君问天眼睛眨都不眨地凝视着她,脸上没有任何表情,直盯得她手足无措,眼神东躲西闪,“其实,我真的……不适合待在这里。君问天,我可以先回到我来的地方,那边医术发达,教育也好,我在那边把孩子养大,等他成人,主修企业管理,然后,我带着他回到这边,替你打理生意。那样子,也不错,是不是?”

“这些话,我希望是最后一次听到。”他托起她的下巴,定定地看着她。他知道是韩江流成亲的事扰乱了她的心,也许还有白翩翩要过来的消息,所以她在风里坐了很久,冻得浑身冰凉;所以她又生出了推开他的想法;所以她又异想天开要回去。

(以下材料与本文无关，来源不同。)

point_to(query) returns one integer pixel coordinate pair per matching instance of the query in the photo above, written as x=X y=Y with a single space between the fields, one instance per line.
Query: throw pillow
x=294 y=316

这些,都是因为她想留一颗完整的心给韩江流吗?他又失去了冷静,即将失去的慌乱让他想做些什么,可又无从着手。

她疲累地撇撇嘴角,“我只是说说而已,不过,你有空考虑一下,也不要急着全盘否定。”

他钳紧了她,“听不懂我的话?”他对着她低吼,世上有这么笨的娘子吗?一个劲地把夫君推给别人,整天想着逃,想不通怎么会有人想娶她,更想不通的是那个人还是自己。

“懂,懂的,很疼,会吓着宝宝!”碧儿拍着他的手。

他抱起她往床边走去,“时候不早了,歇息吧!”他沉闷地替她脱了外衣,拿下头上的发环。

他又拿他的伤背对着她了,她内疚地圈住他的腰,贴上他的后背,“对不起,我是……有点神经质。”有点惴惴不安,有点患得患失,有点莫名其妙,很不自信,很敏感,很……脆弱。不要告诉她,这是妊娠反应。

“碧儿,你知道吗,你已经深入到我的骨髓、血肉中,无人可代替。”他缓缓转过身,扶着她坐到床边,拉下罗帐,展开锦被,熄了灯,任夜色笼罩,“如果很想去和林,就去吧!”